In the next session, Dr Klemens Budde from Berlin picked up the subject of variability in exposure to immunosuppressive therapy and how this may affect long-term outcomes. The CNI class is known for its narrow therapeutic index, which means clinicians must tread a precariously narrow path between under- and over-immunosuppression. Analysis of SYMPHONY data shows that tacrolimus trough levels were outside the target range in up to 50% of patients [22, 23]. Non-adherence is a major cause of intra-patient variability, but other factors may also play a role, including differences in gastrointestinal motility, diarrhoea, intake of food and/or other drugs, and variations in the timing of intake and/or testing [16, 24-29]. Several published studies have linked intra-patient variability in immunosuppressive exposure to graft failure [30-33], acute rejection [31-33], chronic rejection [34], impaired renal function [31, 32], and interstitial fibrosis and tubular atrophy [35].

 

Formulation of tacrolimus as a once-daily, prolonged-release preparation has eliminated asymmetric dosing of tacrolimus; not only does this improve non-adherence as shown by Professor Kuypers, but it also means the exact timing of the drug intake becomes less critical, and the impact of food intake and differences in motility will be less pronounced [36]. Switching from twice-daily to once-daily tacrolimus has been shown to significantly reduce the intra-patient coefficient of variation and the proportion of patients with high variability [37]. Dr Budde also stressed the importance of reducing variability when aiming for low tacrolimus trough levels; the lower the trough levels, the less room there will be for variation [38] and stabilising the trough levels is therefore essential for successful CNI minimisation.

 

The concept of CNI nephrotoxicity has its origins in the results of early experimental studies on cyclosporine which were applied to human biopsies for diagnostic purposes. Professor Daniel Serón of the Vall d’Hebron hospital in Barcelona devoted his session to explaining how more recent studies have revealed no specific histological signs of CNI nephrotoxicity at stable therapeutic doses, and that unrestricted minimisation and withdrawal may lead to serious complications.
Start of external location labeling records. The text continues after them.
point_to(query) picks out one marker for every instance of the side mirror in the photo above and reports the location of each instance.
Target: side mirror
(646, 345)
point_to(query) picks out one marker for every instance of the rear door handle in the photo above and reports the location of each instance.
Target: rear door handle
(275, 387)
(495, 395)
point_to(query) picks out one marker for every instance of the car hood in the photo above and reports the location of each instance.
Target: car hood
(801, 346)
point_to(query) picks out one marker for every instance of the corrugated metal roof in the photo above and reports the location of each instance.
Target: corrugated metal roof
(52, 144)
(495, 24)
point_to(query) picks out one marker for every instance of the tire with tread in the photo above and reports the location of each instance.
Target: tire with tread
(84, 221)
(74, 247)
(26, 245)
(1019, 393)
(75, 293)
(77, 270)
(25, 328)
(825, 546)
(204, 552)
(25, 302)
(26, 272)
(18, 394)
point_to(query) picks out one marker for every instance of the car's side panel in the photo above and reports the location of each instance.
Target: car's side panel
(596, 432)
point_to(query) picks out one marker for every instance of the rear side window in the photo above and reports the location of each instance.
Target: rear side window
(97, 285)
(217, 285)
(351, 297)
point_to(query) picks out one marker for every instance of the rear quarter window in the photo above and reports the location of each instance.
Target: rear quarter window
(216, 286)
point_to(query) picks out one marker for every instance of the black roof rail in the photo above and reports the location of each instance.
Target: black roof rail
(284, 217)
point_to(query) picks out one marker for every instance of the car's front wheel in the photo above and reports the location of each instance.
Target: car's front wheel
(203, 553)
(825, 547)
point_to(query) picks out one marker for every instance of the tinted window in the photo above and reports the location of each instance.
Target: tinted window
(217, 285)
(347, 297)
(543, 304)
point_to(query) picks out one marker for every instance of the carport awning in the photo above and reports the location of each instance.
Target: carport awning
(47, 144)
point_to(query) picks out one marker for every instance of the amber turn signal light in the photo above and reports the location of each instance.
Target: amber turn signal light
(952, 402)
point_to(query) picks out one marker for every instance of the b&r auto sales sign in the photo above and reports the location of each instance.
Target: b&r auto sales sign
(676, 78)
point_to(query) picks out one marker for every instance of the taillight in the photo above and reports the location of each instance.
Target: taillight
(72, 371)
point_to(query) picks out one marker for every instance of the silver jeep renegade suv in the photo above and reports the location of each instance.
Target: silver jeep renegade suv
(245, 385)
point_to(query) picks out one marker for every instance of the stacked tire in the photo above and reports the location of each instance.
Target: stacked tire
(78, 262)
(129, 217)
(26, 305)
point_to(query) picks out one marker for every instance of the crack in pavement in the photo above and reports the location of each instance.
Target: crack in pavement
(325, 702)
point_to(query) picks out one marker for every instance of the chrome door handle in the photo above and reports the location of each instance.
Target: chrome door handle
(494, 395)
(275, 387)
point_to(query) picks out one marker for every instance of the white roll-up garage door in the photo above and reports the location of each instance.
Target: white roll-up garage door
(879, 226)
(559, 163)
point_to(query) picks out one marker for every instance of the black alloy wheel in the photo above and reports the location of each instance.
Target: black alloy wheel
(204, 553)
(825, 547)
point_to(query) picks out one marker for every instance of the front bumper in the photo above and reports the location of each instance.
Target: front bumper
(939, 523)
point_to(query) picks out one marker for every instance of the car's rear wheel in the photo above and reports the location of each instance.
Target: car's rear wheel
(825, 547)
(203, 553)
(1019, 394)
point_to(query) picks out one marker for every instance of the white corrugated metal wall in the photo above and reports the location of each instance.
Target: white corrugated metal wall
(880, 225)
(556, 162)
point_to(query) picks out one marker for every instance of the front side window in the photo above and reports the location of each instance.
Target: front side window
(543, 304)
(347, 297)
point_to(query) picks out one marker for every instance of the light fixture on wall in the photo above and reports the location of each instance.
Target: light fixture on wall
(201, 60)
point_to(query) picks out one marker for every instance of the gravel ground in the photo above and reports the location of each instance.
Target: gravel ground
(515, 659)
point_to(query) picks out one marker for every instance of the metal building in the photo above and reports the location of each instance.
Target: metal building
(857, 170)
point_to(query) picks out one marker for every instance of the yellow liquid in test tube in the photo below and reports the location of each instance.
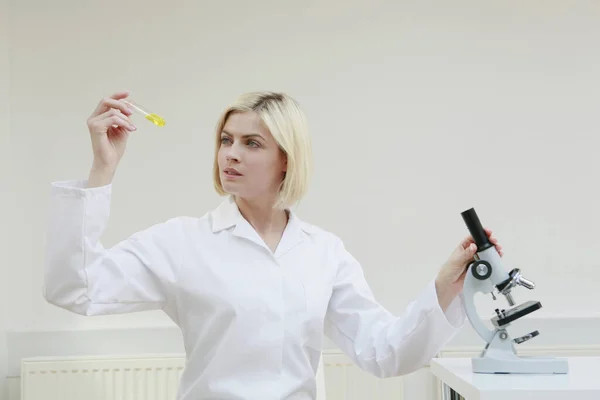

In terms of acute nephrotoxicity, tacrolimus has been shown to have a neutral haemodynamic effect in healthy subjects [39]. The picture is less clear in the case of chronic nephrotoxicity; a study involving more than 1,300 patients found that CNI toxicity accounted for only 0.7% of graft losses over 50 months [3]. CNI minimisation and withdrawal protocols have been shown to increase the rate of graft inflammation [40] and graft failure [41] and increase the risk of development of DSA and ABMR [1]. Patients who were maintained on stable trough levels of tacrolimus are significantly less likely to develop chronicity compared with patients with fluctuating levels [42]. Professor Serón concluded that whilst excessive trough levels of tacrolimus are associated with nephrotoxic risk, consistent exposure is the key to long term therapeutic success.

 

The importance of renal function and the clinical benefit of once-daily over twice-daily tacrolimus was also the topic of the concluding session of the symposium, presented by Dr Luis Guirado from Barcelona. Dr Guirado was one of the investigators on the EVOLUTION study which documented the efficacy, safety and patient preference for conversion from tacrolimus twice-daily to once-daily in  more than 1,800 stable kidney transplant recipients in routine clinical practice [43]. The study showed that switching to an equivalent dose of once-daily tacrolimus maintained stable renal function and favourable tolerability with a very low (0.4%) rate of acute rejection. An overwhelming majority of patients (99.4%) expressed a preference for once-daily treatment, mainly because of losing the evening dose.  Dr Guirado concluded that once-daily tacrolimus provides the means of maintaining the equilibrium between immunosuppression and nephrotoxicity that is essential for long-term graft survival.